Trevor Harris is a Managing Director at Morgan Stanley who joined the firm in mid-2000. He heads the global valuation and accounting policy team in Equity Research. Mr. Harris began his work at Morgan Stanley in 1997 as a consultant on global accounting and valuation issues, heading the Apples-to-Apples global equity research project, and has continued to publish widely recognized research on issues of valuation and accounting.

He is a Chartered Accountant (SA) and was a local manager with Arthur Andersen before moving into academia in 1980. He is co-Director of Columbia's newly formed Center for Excellence in Accounting and Security Analysis. He also serves as a member of the Standards Advisory Council to the International Accounting Standards Board, the User Advisory Council of the Financial Accounting Standards Board, and the International Capital Markets Advisory Committee at the New York Stock Exchange (NYSE).

Prior to joining Morgan Stanley, he assisted Daimler-Benz with their move to US-GAAP and their listing on the NYSE and worked with several companies in evaluating their accounting relative to International Accounting Standards and US-GAAP. He provided consulting services on international accounting, controllership and valuation issues to many large international corporations as well as Salomon Brothers and their clients, Standard & Poors and TIAA/CREF's investment group. He also served as the accounting and economics expert on a team hired to evaluate the pricing and ratemaking structure of the US postal service.

He earned his doctorate from the University of Washington and joined the faculty at Columbia University in 1983. During his time at Columbia Business School he was the Jerome A. Chazen Professor of International Business, Chair of the Accounting Department, and won several teaching awards. He also spent a year as a visiting professor at the University of Chicago.

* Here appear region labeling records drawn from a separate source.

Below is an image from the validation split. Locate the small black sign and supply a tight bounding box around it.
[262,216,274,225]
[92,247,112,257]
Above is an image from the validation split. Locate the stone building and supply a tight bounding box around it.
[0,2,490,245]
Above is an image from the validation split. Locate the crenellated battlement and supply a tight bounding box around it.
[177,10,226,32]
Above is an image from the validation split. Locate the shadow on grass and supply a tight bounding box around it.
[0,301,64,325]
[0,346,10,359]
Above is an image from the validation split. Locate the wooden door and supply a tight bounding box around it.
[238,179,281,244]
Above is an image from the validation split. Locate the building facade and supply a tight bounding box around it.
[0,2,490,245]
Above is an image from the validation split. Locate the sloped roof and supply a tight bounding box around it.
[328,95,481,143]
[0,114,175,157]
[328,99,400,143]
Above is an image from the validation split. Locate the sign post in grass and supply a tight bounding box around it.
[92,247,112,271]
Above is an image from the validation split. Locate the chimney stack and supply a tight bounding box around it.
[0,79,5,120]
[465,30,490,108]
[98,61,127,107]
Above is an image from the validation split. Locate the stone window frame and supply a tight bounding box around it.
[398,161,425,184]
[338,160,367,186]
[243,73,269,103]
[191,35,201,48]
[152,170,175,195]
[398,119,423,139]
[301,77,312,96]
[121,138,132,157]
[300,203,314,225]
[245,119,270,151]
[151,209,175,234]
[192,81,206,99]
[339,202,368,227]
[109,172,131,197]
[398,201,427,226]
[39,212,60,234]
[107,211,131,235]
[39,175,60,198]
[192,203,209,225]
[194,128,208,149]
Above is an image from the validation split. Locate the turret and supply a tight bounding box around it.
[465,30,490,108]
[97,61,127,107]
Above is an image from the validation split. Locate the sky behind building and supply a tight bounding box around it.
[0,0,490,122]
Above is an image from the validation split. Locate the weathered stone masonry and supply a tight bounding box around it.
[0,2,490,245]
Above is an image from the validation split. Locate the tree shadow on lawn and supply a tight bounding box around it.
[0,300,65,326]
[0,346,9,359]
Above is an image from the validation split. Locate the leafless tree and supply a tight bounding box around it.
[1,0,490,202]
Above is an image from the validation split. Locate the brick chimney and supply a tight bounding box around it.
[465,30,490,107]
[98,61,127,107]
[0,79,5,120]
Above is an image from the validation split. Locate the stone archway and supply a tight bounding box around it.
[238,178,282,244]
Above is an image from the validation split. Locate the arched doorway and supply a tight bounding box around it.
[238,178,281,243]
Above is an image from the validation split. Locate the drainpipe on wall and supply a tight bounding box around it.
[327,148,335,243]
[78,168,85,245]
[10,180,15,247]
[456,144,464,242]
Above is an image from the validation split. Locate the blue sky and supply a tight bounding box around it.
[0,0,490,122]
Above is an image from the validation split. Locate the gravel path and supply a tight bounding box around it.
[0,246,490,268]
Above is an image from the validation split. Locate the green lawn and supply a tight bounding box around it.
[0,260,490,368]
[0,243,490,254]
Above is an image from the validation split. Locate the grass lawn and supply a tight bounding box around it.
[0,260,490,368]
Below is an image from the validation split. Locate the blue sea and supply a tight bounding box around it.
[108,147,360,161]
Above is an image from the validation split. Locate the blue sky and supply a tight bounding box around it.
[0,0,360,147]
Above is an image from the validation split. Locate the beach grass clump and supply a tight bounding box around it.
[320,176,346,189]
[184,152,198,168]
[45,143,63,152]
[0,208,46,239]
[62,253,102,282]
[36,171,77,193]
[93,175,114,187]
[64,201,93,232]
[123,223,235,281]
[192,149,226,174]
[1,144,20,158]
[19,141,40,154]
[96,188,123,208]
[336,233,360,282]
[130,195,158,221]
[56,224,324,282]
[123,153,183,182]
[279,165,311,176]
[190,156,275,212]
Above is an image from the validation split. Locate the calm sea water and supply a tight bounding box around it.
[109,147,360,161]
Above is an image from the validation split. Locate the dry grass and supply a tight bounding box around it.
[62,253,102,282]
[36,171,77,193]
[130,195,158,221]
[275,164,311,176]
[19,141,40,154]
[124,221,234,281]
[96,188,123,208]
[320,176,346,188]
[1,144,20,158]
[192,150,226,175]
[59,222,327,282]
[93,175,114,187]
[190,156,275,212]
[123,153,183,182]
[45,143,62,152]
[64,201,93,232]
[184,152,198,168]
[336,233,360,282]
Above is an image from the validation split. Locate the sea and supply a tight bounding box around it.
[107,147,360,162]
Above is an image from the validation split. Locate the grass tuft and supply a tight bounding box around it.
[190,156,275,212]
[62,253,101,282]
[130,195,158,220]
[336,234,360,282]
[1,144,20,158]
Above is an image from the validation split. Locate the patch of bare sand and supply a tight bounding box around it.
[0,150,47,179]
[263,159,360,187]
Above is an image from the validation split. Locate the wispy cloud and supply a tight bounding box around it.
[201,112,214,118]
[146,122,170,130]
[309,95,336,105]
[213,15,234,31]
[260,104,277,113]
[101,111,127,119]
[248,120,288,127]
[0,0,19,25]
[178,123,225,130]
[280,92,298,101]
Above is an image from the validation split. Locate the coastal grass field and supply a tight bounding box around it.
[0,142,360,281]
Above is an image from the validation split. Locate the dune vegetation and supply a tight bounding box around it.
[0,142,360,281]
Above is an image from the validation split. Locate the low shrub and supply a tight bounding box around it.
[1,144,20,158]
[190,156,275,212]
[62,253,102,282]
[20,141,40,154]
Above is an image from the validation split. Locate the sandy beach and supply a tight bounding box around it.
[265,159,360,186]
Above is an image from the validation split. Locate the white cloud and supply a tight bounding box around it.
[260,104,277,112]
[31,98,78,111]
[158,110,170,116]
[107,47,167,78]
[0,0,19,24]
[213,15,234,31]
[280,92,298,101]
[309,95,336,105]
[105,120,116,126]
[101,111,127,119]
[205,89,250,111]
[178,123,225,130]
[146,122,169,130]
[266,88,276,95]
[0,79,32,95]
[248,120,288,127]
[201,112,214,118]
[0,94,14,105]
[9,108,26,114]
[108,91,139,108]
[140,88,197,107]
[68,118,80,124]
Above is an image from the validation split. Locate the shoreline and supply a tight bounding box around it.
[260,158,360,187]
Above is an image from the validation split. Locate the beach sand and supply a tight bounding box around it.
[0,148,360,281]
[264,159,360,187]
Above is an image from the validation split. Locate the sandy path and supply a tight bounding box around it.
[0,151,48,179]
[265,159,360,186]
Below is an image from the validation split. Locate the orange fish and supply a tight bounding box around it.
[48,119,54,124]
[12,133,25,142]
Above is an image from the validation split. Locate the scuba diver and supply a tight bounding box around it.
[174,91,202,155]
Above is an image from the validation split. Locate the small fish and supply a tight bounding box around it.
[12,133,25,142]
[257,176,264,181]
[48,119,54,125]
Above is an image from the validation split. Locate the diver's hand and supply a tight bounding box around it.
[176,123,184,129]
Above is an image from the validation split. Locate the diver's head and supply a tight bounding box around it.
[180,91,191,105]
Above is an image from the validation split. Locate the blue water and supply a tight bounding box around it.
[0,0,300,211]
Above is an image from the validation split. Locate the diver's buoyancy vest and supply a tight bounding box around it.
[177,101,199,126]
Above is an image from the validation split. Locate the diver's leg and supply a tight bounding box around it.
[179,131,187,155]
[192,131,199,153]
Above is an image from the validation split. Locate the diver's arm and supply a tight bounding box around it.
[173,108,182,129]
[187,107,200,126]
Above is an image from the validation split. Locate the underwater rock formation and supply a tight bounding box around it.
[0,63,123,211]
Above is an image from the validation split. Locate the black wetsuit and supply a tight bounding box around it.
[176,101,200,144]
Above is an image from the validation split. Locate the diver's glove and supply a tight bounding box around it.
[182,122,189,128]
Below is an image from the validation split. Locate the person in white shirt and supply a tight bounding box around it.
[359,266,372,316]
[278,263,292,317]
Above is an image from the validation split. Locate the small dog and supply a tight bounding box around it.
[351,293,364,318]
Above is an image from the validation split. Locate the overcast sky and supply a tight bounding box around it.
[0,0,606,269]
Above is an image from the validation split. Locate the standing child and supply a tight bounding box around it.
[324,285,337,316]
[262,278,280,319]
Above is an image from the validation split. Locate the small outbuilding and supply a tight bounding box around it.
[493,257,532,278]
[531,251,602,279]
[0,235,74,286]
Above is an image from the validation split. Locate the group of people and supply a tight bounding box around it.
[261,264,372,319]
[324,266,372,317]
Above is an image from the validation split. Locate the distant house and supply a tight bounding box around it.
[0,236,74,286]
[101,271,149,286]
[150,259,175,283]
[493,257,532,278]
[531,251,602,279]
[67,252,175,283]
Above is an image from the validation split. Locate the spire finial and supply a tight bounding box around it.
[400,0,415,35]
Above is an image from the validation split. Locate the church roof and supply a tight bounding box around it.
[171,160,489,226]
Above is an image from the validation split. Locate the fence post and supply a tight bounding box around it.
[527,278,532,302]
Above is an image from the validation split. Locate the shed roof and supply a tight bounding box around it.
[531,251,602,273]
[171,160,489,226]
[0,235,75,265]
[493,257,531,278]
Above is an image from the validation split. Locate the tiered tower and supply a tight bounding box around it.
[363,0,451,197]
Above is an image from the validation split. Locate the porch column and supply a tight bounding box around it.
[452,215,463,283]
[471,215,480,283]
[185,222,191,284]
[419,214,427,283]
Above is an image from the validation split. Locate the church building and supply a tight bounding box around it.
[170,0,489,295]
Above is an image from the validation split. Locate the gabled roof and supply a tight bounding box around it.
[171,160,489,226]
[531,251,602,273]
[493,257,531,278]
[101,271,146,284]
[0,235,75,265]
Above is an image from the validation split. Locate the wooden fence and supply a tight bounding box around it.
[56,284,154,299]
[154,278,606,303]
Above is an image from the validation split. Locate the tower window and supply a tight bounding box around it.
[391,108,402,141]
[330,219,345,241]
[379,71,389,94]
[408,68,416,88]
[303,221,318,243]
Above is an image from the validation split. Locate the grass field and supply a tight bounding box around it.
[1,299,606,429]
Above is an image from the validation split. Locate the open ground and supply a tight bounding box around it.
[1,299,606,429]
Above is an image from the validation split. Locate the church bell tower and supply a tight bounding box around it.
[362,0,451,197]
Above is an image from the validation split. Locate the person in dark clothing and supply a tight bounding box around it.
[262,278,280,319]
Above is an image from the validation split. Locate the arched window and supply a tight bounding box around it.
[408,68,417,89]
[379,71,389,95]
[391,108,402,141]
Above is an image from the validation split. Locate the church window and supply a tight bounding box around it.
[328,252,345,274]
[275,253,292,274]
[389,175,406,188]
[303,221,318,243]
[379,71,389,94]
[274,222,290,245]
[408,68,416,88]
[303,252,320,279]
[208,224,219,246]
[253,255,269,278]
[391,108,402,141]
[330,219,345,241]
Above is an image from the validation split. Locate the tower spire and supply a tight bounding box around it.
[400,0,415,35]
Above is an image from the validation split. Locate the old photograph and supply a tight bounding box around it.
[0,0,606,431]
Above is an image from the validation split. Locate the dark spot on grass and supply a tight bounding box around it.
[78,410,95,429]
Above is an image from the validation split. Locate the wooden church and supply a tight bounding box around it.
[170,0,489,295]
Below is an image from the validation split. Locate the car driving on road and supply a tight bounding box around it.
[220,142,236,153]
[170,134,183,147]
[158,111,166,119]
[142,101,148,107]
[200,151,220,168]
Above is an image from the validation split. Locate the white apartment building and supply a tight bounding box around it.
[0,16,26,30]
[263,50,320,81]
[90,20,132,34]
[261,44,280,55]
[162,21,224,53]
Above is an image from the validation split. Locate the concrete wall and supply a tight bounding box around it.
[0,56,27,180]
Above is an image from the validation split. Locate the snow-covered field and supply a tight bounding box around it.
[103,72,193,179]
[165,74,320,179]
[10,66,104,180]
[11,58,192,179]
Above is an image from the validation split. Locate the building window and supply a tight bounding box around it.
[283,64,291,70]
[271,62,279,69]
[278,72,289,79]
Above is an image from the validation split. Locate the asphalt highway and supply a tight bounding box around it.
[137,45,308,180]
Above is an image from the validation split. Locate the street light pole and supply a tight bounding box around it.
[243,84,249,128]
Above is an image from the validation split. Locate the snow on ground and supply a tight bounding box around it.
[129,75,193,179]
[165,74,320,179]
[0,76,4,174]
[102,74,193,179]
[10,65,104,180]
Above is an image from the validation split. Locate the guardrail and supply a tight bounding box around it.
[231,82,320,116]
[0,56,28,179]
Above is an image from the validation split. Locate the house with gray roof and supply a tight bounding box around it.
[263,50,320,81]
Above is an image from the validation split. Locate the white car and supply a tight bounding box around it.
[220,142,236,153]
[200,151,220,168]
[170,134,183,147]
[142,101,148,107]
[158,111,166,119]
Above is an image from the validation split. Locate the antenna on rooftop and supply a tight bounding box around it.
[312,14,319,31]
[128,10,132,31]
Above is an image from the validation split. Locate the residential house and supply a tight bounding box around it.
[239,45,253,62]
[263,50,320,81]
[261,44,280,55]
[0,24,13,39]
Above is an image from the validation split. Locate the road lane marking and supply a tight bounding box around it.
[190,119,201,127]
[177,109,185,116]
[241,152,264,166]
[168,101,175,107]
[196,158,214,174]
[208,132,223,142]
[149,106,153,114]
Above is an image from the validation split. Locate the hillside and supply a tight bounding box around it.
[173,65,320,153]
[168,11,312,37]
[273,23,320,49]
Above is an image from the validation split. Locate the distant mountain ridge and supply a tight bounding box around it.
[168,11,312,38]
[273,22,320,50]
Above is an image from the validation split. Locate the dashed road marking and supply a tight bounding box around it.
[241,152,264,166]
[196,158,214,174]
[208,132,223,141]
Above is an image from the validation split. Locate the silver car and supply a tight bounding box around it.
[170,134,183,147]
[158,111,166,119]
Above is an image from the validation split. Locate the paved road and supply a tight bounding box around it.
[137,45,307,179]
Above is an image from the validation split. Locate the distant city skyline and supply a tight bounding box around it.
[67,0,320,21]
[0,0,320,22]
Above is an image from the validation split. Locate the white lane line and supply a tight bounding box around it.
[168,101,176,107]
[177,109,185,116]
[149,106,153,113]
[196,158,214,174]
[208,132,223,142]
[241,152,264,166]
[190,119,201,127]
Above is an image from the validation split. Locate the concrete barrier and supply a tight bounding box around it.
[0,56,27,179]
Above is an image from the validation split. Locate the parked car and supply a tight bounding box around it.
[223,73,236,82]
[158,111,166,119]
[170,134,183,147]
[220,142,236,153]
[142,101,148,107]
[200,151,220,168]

He has published widely in the academic accounting literature. His research has focused on the value-relevance of accounting information with an additional focus on international issues. His publications include: Conflicts of Interest in the Financial Services Industry: What Should We Do About Them? (CEPR, 2003) with Andrew Crocket, Frederic Mishkin, and Eugene White, "The Share Price Effects of Dividend Taxes and Tax Imputation Credits" with G. Hubbard and D. Kemsley Journal of Public Economics (February 2001), International Accounting Standards versus U.S.-GAAP: Empirical Evidence Based on Case Studies (Southwestern Publishing Company, 1995), and "A Comparison of the Value-Relevance of U.S. Versus Non-U.S.-GAAP Accounting Using Form 20-F Reconciliations" with E. Amir and E. Venuti Journal of Accounting Research (Supplement 1993).